You know those drama assignments where the drama coach gives the actors a prop and instructs them to improvise a scene using that prop? Horror of the Blood Monsters is kind of like that. Cheetah-print caveman costumes...okay we can make some vampire cavemen, sure. Model rocket...okay, the cavemen are on a different planet. That crab-man costume is freaking sweet, gotta find a place for that too...
If Horror of the Blood Monsters feels as though there are 3 different movies going on at once, it's due in no small part to the fact that it was cobbled together out of original footage and recycled footage from two other movies. Officially, about half of it was swiped from a completely nutso Filipino flick called Tagani -- that's where all the caveman stuff comes from. I also recognized some footage from One Million B.C. that had already been reused in Robot Monster. The recycled stuff is all black and white and the feature is in color. The filmmakers cover up this discrepency by explaining that there's a strange radioactive disturbance on this alien planet that causes the color of the atmosphere to change every few hours. Simplest thing probably would have been to just leave it on one color, but dammit, if you've got an orange filter and a green filter and a red filter and a pink filter and a purple filter, why not use all of the bastards?
The story is, a gang of vampires menacing at least one street corner on Earth, are traced back to a planet millions of miles away. The military sends a shuttle expedition, led by cranky Dr. Rynning (John Carradine) to investigate. The crew discovers on the planet a motley collection of prehistoric wildlife -- some brontosauri chewing kelp off in the distance, a woolly mammoth shaking its head, clearly thinking, "get this fuzzy imitation fur shit off of my elephant skin," some enormous iguanas having a battle royale, etc.
The crew winds up getting "involved" in a fight between a primitive race of humanoids called the Tagani and their attackers, the vampiric Tubaton. I say "involved" in quotes because all of the Tagani/Tubaton stuff is from the stock footage, so there's no real interaction at all.

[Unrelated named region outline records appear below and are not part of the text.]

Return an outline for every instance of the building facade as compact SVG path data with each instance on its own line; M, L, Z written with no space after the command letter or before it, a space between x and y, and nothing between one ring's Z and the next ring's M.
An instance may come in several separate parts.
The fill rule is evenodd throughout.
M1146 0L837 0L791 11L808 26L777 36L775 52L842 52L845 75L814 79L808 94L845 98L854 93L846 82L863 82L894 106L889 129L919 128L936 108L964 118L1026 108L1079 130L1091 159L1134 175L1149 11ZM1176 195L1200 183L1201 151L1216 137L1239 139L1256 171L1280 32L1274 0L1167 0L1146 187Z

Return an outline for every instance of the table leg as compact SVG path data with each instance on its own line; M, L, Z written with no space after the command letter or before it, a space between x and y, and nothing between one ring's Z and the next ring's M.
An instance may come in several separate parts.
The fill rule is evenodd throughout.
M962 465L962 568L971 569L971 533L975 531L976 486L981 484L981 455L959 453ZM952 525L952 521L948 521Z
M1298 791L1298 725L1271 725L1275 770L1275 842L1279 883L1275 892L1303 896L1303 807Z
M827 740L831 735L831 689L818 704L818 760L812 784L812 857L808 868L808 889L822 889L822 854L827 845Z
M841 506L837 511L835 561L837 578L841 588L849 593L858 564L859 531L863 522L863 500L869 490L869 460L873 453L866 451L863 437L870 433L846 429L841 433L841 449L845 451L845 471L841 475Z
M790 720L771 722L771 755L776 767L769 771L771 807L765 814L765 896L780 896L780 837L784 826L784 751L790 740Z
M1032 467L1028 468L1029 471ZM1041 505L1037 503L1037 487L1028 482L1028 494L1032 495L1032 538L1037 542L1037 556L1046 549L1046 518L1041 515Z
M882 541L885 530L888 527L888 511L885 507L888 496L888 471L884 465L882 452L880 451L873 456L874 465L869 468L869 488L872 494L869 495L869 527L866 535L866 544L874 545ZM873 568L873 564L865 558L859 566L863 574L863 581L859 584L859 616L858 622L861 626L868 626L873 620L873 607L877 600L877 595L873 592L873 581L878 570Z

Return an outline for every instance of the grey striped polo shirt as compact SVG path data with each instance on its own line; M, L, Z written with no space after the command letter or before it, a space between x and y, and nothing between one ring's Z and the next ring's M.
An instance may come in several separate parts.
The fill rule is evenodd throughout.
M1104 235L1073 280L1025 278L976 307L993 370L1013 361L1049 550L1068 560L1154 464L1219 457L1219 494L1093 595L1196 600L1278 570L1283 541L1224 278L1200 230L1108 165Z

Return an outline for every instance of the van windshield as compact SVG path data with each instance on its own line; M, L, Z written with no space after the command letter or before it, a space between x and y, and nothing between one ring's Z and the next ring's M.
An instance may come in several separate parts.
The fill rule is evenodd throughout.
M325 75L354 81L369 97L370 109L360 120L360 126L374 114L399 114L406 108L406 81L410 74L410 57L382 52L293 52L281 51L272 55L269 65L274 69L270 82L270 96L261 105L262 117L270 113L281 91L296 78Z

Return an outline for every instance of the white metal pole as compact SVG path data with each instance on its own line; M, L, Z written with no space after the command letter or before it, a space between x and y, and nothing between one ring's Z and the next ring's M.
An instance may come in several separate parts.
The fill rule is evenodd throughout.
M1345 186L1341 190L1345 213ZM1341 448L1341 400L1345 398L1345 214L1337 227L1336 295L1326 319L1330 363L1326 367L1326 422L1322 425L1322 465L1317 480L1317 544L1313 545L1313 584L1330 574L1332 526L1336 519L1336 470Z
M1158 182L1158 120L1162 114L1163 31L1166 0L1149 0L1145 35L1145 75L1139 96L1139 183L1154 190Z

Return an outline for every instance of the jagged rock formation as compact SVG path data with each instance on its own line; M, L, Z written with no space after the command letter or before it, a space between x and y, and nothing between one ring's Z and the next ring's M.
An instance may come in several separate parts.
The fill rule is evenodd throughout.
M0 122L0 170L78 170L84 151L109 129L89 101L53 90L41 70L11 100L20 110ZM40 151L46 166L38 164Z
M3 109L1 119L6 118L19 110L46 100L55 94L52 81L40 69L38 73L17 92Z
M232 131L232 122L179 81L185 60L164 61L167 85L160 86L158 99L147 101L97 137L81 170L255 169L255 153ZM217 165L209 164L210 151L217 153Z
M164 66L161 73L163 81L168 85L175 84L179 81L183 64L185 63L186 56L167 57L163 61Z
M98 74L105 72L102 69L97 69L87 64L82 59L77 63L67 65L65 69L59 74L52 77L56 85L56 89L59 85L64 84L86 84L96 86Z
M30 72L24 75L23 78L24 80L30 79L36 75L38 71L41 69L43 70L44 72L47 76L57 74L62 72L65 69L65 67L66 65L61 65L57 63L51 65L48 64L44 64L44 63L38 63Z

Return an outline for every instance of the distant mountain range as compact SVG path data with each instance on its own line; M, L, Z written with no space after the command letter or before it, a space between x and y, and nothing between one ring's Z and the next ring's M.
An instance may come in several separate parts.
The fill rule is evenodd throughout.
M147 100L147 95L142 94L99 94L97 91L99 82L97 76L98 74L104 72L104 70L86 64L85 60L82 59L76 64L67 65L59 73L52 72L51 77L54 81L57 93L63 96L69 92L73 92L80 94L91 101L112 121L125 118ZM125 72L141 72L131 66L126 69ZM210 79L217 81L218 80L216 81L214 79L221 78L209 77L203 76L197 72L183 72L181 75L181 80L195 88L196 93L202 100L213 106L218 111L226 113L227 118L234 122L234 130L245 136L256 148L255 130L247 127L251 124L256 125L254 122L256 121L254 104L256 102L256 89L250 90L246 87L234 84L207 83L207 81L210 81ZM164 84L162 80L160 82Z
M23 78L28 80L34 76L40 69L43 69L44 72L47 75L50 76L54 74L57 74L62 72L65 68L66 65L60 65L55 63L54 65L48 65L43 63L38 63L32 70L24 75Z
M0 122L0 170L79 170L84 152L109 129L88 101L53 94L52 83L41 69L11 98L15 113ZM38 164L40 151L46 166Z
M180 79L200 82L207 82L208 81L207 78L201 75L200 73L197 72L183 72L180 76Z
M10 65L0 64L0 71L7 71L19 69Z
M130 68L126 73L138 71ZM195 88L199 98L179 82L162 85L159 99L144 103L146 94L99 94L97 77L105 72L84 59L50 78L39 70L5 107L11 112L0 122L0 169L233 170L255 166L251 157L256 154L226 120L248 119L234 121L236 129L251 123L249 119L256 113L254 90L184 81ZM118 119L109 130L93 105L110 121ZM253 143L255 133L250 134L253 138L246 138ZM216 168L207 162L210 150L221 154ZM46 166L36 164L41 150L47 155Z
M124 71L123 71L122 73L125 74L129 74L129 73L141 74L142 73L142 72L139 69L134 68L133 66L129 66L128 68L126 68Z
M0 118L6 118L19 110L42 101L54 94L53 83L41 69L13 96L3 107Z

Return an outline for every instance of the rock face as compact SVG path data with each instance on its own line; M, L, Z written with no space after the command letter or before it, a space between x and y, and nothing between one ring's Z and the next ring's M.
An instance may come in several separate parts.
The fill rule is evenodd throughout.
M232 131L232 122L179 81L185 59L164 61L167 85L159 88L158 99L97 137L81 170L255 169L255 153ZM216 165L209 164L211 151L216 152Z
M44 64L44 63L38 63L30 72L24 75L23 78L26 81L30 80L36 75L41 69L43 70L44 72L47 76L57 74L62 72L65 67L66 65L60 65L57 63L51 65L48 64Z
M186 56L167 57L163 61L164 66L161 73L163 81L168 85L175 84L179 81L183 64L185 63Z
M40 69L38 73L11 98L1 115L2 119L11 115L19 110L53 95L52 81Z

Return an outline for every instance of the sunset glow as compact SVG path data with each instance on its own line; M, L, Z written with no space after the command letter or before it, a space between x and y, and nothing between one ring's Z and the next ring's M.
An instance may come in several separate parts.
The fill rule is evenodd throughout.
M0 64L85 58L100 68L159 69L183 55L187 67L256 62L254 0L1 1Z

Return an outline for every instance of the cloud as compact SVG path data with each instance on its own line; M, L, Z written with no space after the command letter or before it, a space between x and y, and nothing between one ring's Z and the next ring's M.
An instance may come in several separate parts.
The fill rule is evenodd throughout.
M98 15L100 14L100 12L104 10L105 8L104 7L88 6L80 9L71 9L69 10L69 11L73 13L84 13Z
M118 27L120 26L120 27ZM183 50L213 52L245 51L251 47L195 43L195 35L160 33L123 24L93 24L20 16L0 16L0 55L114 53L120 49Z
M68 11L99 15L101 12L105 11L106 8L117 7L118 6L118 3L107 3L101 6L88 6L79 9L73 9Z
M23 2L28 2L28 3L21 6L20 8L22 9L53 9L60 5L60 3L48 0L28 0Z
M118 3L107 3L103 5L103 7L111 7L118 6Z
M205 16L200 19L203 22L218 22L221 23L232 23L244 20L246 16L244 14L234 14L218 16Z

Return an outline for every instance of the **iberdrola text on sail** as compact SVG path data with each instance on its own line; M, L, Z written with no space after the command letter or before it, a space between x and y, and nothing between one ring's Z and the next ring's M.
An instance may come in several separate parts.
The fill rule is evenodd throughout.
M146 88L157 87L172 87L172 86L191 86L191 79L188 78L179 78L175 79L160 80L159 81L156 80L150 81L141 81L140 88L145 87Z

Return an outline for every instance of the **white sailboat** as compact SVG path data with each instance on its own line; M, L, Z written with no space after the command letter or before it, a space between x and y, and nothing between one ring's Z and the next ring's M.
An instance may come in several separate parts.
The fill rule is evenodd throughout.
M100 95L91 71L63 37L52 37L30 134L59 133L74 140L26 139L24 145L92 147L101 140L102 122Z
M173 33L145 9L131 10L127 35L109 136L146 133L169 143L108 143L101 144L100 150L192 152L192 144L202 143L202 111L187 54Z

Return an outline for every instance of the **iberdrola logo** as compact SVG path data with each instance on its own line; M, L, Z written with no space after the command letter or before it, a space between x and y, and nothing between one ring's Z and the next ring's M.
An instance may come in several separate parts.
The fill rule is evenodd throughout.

We know their names and what the conflict is only because it's explained to them by a Tagani woman named Lian. The crew is able to communicate with Lian by implanting a translation device into her skull. Think that sounds cruel? It's worse: when she says her first word of English, Dr. Rynning exclaims, "It works!" They didn't even know it was going to work before they cut her head open.
Unperturbed by the wholly unethical thing that has just happened to her, Lian graciously explains the conflict between the two races. We see flashbacks of the two tribes fighting (insert Tagani footage) and then without any explanation, we're out of the flashback and back on Earth watching a man and a woman having virtual sex while wired to a steel box with a bunch of different colored cathode lights. Then, once again without explanation, we're back to the flashback.
A little while later, it happens again. This time, we spend more time with our two lovebirds, one of whom is the guy in charge of the ground command for the shuttle launch. He explains what's happening with the crew to his lover, demonstrating the color shift phenomenon with a special color gun.
Then they have more future sex, which we watch for...ever. For a few minutes of screen time, we're in that room with them listening to them moan, and the camera is all over that box of cathode lights. I can imagine the prop gophers for this film coming back from the prop room with this little doohickey and exclaiming, "Check out all these sirens and lights!" and the director exclaiming, "Sweeeet! We're going to film the hell out of that thing!"
So yeah, Horror of the Blood Monsters is an absolute shambles. But like the most beloved Ed Wood movies, there's an innocent enthusiasm for working with film gadgetry evident in every moment of this film. Yes, it's a mess, but it's an endearing mess. An early Thon favorite for the "So Bad, It's Good" award.